The multifunction steering wheel is taken from the S-Class

Parked under the sunshine in front of the Brown Beach House, the car allowed us a proper look at its shape and style. Embodying the next stage of the Mercedes-Benz design philosophy of sensual purity, it has the potential to spark a completely new design era. The stretched side line is courtesy of a lengthened wheelbase while the bigger wheels give the car a firmer stance on the road. The broad rear end looks modern and sleek while the progressive front-end design with its low-drawn hood and slender LED headlights make for a sporty appearance. The look is completed by the sloping silhouette of the radiator grille, diamond-look pins and the central silver-coloured fin. Combining Mercedes-Benz’s signature appearance and feel with a youthful vitality, it is quite gorgeous to look at.

While its exterior design is sleek and sporty, its interior is 100% modern luxe — a unique architecture resulting from the avant-garde styling of the dashboard. Although it looks a little complicated in pictures, I found the dashboard easy to navigate. It is divided into two horizontal entities, so to speak, separated from the main body of the instrument panel by a visual “ditch”. Therefore, it appears as if it is floating.

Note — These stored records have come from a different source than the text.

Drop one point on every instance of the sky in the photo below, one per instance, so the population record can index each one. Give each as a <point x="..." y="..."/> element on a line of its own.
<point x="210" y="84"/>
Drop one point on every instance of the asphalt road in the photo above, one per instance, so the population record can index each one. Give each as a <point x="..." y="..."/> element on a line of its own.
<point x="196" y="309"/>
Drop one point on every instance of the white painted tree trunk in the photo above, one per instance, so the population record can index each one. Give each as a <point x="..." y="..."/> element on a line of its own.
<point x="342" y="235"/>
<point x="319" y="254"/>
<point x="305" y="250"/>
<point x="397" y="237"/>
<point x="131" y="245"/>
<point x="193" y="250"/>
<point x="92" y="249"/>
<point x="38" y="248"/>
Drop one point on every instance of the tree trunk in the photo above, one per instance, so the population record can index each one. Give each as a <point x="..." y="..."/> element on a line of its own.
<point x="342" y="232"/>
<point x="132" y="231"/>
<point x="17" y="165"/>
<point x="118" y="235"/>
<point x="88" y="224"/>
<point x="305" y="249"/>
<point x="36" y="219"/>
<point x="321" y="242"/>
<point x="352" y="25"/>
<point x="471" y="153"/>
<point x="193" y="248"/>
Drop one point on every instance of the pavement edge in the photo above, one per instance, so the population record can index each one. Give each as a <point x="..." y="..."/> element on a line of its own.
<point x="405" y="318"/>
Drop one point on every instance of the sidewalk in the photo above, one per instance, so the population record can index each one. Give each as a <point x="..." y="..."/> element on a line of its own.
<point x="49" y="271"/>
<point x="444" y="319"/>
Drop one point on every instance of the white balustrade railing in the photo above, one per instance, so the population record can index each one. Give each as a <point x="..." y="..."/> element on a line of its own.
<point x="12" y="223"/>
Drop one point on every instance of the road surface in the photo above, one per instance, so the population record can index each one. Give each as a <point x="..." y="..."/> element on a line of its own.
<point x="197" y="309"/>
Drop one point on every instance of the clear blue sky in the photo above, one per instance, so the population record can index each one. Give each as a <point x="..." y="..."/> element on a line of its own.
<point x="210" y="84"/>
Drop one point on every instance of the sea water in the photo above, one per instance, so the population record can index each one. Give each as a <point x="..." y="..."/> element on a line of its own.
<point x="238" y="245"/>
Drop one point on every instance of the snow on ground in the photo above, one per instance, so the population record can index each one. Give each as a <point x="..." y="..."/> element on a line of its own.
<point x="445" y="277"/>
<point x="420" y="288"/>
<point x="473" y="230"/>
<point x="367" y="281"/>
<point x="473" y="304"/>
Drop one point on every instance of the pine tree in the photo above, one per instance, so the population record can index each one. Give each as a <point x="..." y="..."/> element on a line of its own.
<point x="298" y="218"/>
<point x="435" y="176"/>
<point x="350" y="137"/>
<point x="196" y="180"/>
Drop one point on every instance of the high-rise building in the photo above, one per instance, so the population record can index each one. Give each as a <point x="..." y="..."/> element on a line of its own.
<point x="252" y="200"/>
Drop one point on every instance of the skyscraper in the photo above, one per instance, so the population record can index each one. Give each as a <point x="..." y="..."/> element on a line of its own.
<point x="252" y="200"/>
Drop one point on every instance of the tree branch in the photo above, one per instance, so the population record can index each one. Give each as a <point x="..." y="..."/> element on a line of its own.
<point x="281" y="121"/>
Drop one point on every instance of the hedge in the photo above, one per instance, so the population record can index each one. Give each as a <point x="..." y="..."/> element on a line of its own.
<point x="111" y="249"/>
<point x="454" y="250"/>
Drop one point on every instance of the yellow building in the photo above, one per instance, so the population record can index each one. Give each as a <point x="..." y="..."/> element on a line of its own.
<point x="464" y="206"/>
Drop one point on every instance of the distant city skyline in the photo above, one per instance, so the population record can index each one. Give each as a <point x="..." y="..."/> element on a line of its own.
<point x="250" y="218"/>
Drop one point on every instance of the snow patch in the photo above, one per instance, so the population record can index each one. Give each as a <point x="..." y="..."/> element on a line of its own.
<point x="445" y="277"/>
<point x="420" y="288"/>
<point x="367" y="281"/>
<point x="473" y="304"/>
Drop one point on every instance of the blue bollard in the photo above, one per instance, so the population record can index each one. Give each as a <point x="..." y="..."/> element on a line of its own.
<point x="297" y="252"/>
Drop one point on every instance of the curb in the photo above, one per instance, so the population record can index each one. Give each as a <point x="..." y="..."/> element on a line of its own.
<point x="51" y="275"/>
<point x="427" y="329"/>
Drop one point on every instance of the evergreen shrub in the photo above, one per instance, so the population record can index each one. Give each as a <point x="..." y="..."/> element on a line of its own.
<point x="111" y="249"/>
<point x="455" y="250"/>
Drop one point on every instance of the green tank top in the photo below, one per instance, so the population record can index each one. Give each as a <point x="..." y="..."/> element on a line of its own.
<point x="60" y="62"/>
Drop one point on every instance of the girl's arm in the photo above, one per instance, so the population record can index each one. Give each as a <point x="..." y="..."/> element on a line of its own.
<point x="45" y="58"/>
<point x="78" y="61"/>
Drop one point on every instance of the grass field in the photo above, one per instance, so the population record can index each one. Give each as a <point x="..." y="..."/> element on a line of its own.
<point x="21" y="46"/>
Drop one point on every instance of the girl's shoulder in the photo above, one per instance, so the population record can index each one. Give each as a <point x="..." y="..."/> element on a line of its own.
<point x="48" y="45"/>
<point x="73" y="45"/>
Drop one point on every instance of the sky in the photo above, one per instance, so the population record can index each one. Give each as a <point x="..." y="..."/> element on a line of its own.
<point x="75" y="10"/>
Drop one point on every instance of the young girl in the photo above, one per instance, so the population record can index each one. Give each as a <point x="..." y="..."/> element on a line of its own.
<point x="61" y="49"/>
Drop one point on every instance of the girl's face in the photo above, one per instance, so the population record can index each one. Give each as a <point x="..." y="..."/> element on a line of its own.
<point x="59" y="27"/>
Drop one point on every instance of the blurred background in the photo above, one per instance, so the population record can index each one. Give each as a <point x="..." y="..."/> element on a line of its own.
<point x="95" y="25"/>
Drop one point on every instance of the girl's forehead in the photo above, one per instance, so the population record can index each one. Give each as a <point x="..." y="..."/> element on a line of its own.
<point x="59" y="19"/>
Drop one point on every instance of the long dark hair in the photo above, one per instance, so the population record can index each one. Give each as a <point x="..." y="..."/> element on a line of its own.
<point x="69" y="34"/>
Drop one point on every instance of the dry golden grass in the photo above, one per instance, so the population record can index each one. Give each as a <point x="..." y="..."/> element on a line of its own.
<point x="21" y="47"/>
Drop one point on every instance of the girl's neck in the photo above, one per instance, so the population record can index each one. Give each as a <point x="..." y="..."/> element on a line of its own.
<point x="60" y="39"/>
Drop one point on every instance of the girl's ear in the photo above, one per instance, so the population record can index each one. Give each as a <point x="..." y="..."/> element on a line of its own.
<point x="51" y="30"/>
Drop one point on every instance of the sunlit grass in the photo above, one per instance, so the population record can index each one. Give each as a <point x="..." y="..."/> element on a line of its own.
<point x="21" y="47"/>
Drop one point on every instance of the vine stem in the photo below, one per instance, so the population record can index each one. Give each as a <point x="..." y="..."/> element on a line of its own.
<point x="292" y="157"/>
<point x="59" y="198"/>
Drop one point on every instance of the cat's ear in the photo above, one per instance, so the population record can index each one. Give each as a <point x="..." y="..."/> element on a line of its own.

The ambient lighting, which is optional and rather worth the investment, intensifies this effect and underscores the floating impression of the lower section. The two screens of the Widescreen Cockpit are free-standing (I love that the hoods over them have been abandoned) and a further highlight is the turbine-look air vents, which can also be illuminated. The cars we got came with the full kit and driving really was a heightened experience with the ambient lights on.


The exterior design is sleek and sporty

Such interiors ask for suitable music to accompany the drive, and so we asked Mercedes for help. We are pleased to report that the MBUX system complied with our request for everything ranging from mainstream stuff by Michael Jackson to the obscure 1980s music from the likes of Soft Cell. Although we did not have much time with the MBUX, it seemed to be a pretty nifty thing to have in a car — there is little we can say against a personalised user interface system that is capable of learning and adapting to the owner of the vehicle. Additionally, the software models on the server learn new buzzwords and adapt to the changing use of language with time. The system also gradually ceases to answer stereotypically, and varies in the dialogue output, too.

But what good is a car that talks to you if it does not drive well? Fortunately, Mercedes-Benz does not let us answer this question because the A-Class provides an exceptional driving experience, combining brilliant handling and just enough power for a car of this size. The A-Class models are equipped with new, efficient engines — you can choose from the 120kW (163hp), 1.4-litre M 282 in the A200 or the 165kW (224 hp), 2-litre M 260 in the A250.


The A-Class provides an exceptional driving experience, combining brilliant handling and just enough power for a car of this size

The engine of the A250 is lively, capable, reasonably refined and equally willing to rest or rev. This is the one I would have taken home if KL was not quite so taxing a drive from Croatia. I was slightly less impressed with the A200 — I prefer way more power — but I would imagine it works very well in suburban settings for school runs and dashes into the city. Although it is not available in Malaysia, we got to test the A180d — it is quiet for a diesel-powered car, but overtaking on highways would certainly pose a challenge. The seven-speed DCT transmission does a smooth and attentive job, and when taking corners, the cars feel like their older and more luxurious Mercedes-Benz brethren — solid, comfortable and trustworthy.

Although the baby of the marque, the A-Class is emerging as a bit of a star for its uncomplicated and simple driving experience, and, of course, the wow-inducing connectivity that comes with the MBUX system. With an on-the-road price of RM227,888 (A 200 Progresive Line) and RM263,888 (A 250 AMG line), the A-Class is an easy way to get acquainted with this luxury German marque and a brilliant taste of what it is like to drive a well-engineered, class-topping compact car.


This article first appeared on Jan 21, 2019 in The Edge Malaysia.